As part of the 2002 issue, Postobon pledged to purchase at least Ps2.5 billion (US$861,000) of sugar each month. That figure adjusts upward in line with inflation and holds even if Postobon must purchase excessive volume in an extreme scenario of collapsed prices.

Should Incauca's refinery capacity crash for any reason, the originator can send raw product to Ingenio Risaralda, which is obligated to process the sugar under a contingency contract. The contract lasts as long as the deal.

Further support comes from an amortization fund, an interest fund and a coverage fund that is kept at 1.5x an index that gauges the probability of default. The upcoming deal may carry lower relative coverage, given the flawless performance of the previous transaction, sources said.

In addition, the latest transaction will carry a longer maturity of seven years. "Incauca's looking to swap short-term for long-term debt," a source said. Hungry only for pesos, the company is likely to pay back dollar liabilities and cut its exposure to the vagaries of the exchange rate. Nevertheless, it will no doubt keep a chunk of liabilities in greenbacks, since exports and domestic sales are more or less split down the middle. In recent years, Incauca's annual sales have hovered around Ps500,000 (US$172 million), sources said.

While Mercancias y Valores and Corfinsura are peddling sweets, ProPalma and Commodities & Banca de Inversion (CBI) are busy at the fatty end of the food spectrum. Both have slow-going palm-oil backed deals in the pipeline. Neither expected the untested sector to be so slippery.

Scuttling ambitious plans to upsize, CBI returned Fidupalma to its original Ps20 billion (US$6.9 million) after the structure earned mediocre marks from Duff & Phelps, sources said. Apparently the bank not only slimmed down the deal, but also culled some sketchy originators and dropped in forward contracts for good measure. The last move "should add substantially to the deal's security," said a source familiar with the transaction. CBI has sliced the maturity on the transaction in half to five years in a further bid to secure high ratings.

CBI has not finalized the list of originators. The group could number as many as eight producers or as few as one. A sole originator might hamper risk diversification, but could ultimately strengthen the deal as long as that producer has exceptionally robust financials, a source said.

Rival deal Titupalma has met obstacles of a different nature.
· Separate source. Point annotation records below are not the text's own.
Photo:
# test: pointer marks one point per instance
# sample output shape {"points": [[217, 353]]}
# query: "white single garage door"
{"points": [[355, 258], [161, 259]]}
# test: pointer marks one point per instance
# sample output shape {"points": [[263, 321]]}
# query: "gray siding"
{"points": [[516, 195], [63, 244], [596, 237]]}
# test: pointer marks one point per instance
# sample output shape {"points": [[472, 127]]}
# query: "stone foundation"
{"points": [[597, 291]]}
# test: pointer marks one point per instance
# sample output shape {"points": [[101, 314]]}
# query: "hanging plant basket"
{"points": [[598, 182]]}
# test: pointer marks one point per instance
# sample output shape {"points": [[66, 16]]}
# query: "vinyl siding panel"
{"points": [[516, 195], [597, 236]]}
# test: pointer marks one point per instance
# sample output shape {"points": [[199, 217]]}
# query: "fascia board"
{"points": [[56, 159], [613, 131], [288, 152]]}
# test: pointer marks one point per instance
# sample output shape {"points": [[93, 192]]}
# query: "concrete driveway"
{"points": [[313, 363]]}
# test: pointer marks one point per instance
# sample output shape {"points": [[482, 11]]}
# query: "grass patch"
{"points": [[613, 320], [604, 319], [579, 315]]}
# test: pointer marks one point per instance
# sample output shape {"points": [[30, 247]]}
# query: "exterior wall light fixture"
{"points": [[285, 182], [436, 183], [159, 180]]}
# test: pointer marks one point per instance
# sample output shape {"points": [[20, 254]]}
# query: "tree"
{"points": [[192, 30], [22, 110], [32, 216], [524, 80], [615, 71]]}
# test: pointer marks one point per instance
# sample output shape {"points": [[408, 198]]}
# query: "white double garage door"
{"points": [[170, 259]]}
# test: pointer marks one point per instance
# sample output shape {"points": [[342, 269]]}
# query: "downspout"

Trade group Propalma - which is structuring the deal without the help of a bank - has been in a back and forth with regulators for weeks, said sources familiar with the transaction. "There were some adjustments requested by the superintendency [of securities]," said a source close to the deal. "And there's still some polishing up that needs to get done."

Titupalma remains Ps50 billion (US$17.2 million), has a 10-year tenor and has already been rated AA+' on the national scale by standalone agency BRC Investor Services. In stark contrast to Fidupalma's small number of potential originators, up to 100 producers will participate in Titupalma. In a move to spread around risk, the structure prohibits a single producer from accounting for more than 10% or less than 1% of the collateral.

Elsewhere on the Colombian landscape, Commodities & Banca de Inversion continues to work on a cattle securitization that will mimic a five-year structure placed July 26, 2002. Sized at Ps16 billion (US$5.5 million), the upcoming deal is nearly double the original's Ps8.5 billion (US%2.9 million). BRC rated the initial deal AA+'.

In recent surveillance on the outstanding issue, BRC noted that the value of the collateral comprised of milking calves, stud bulls, and other marketable cattle edged up to Ps10.3 billion (US$3.55 million) from Ps10.2 billion (US$3.51 million) at issuance. That boosts the present value of the collateral to over 121.5% of the issue value, from 119.8%. Beyond their overall value, the make-up of the herd changed according to the animals' life cycles. The cattle sector accounts for 5% of Colombian gross domestic product.